Ecological Niche: Definition and Examples

Ecological Niche Definition

In ecology, a niche is the role or job of a species in a habitat. The word niche comes from the French word nicher, which means “to nest.” An ecological niche describes how a species interacts with, and lives in, its habitat. Ecological niches have specific characteristics, such as availability of nutrients, temperature, terrain, sunlight and predators, which dictate how, and how well, a species survives and reproduces. A species carves out a niche for itself in a habitat by being able to adapt and diverge from other species. Modern-day ecologists study ecological niches in terms of the impact the species has on its environment, as well as the species’ requirements.

According to the competitive exclusion principle, two species cannot occupy the same ecological niche in a habitat if they are competing for the same resources. When species compete in a niche, natural selection will first move to lessen the dependence of the species on the shared resources. If one species is successful, it reduces the competition. If neither evolves to reduce competition, then the species that can more efficiently exploit the resource will win out, and the other species will eventually become extinct.

Examples of Ecological Niches

Kirtland’s Warbler

Kirtland’s warbler is a rare bird that lives in small areas in Michigan’s northern Lower and Upper Peninsulas. The niche of Kirtland’s warbler is the jack pine forest, and the forest must have very specific conditions. Jack pine forests with areas of over 80 acres are ideal for this species. Specifically, these forests must have dense clumps of trees with small areas of grass, ferns and small shrubs in between. Kirtland’s warbler nests on the ground beneath the branches when the tree is about 5 feet tall, or around 5-8 years old. When the tree reaches about 16-20 feet tall, the lower branches start to die, and the bird will no longer nest beneath the tree branches.

Jack pine forests remained virtually undisturbed during Michigan’s lumber boom in the early 1800s because white pine was a much more valuable. The consistent availability of young jack pines for nesting was generated by naturally occurring wildfires in this habitat. When the lumber boom ended in the late 1800s, the wildfires continued and allowed the jack pine to spread and create more habitat for Kirtland’s warbler. The species population reached its peak from 1885-1900. Humans began to alter this niche by fighting and putting out forest fires. Over time, this severely affected the Kirtland’s warbler population. Large areas of jack pine forest were designated for habitat management via logging, burning, seeding and replanting in the 1970s, and the species recovered.

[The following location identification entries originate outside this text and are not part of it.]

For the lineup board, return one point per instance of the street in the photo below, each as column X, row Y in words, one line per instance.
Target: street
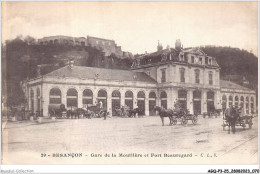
column 206, row 140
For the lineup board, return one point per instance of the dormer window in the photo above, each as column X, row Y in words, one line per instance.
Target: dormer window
column 137, row 62
column 200, row 62
column 197, row 76
column 163, row 79
column 210, row 61
column 181, row 57
column 164, row 57
column 206, row 60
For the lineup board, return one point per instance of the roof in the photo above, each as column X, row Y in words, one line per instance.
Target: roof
column 103, row 74
column 231, row 85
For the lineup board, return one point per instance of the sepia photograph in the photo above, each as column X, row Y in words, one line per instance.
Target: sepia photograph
column 129, row 83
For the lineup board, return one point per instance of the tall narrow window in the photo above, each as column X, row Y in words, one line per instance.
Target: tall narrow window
column 210, row 62
column 197, row 76
column 192, row 59
column 200, row 61
column 182, row 74
column 163, row 79
column 210, row 78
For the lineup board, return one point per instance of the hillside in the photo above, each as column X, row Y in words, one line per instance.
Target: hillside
column 20, row 59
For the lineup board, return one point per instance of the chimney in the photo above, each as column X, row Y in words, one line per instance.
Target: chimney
column 38, row 73
column 178, row 44
column 71, row 63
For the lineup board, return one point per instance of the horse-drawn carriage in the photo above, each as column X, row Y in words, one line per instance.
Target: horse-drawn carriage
column 94, row 111
column 243, row 121
column 122, row 111
column 58, row 111
column 212, row 111
column 178, row 114
column 184, row 116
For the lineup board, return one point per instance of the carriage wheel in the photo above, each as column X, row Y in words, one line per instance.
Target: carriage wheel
column 195, row 119
column 92, row 114
column 183, row 120
column 174, row 121
column 250, row 125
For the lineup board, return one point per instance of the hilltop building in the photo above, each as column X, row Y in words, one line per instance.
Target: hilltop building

The image above shows a female Kirtland’s Warbler, Dendroica kirtlandii.

Dung Beetle

As the name implies, dung beetles eat dung, both as adults and as larvae. They live on all continents except Antarctica. Dung is plentiful throughout the world, and over time, the dung beetle has learned to exploit it as a resource, and create its own niche. Dung beetles are known for the way in which they roll dung into a ball before transporting it. These balls area buried in an underground burrow to either be stored as food or used as brooding balls. The female lays eggs in the brooding ball and the larvae hatch inside. When they reach adult size, the beetles dig out of the ball and work their way to the soil surface. The actions of dung beetles serve several important functions in their habitat. Digging burrows and tunnels turns over and aerates the soil. The buried dung releases nutrients into the soil that benefits other organisms. In addition, the beetle’s use of dung leaves less available for flies to breed on, thus controlling some of the fly population.

The image above shows Kheper nigroaeneus, the Large Copper Dung Beetle, on a ball of dung.

Xerophytic Plants

Xerophytic plants have developed several adaptations to living in dry ecological niches. The adaptations evolved to help save water stored in the plant and to prevent water loss. Examples of xerophytes are cacti and aloe vera, also called succulents. These plants have thick fleshy leaves that store water, and long roots to reach water deep underground. Other adaptations that xerophytic plants use include the ability to move or fold up their leaves, dropping their leaves during dry periods, a waxy coating to prevent evaporation (called the cuticle) and thick hairy leaf coverings. The surface of plant leaves features stomata, which are tiny mouth-like structures that take in carbon dioxide and release oxygen and water. Plants usually open their stomata during the day and close them at night. Succulents do the opposite in order to reduce water loss during the heat of the day.


Organisms can create ecological niches in some of the most inhospitable places on earth. Extremophiles are organisms, primarily eukaryotes, adapted to and thriving in areas of environmental extremes. The suffix -phile comes from the Greek word philos, which means loving. The type of extreme environment describes these organisms. Some examples are acidophiles (best growth between pH 1 and pH 5), thermophiles (best growth between 140°F and 176°F), barophiles (best growth at high pressures) and endolithic (growing within rock). Some organisms, called polyextremophiles, have adapted to more than one extreme. The study of extremophiles is important to the understanding of how life originated on earth and what life could be like in other worlds. Extremophiles are also important in biotechnology because their enzymes (called extremozymes) are used under extreme production conditions.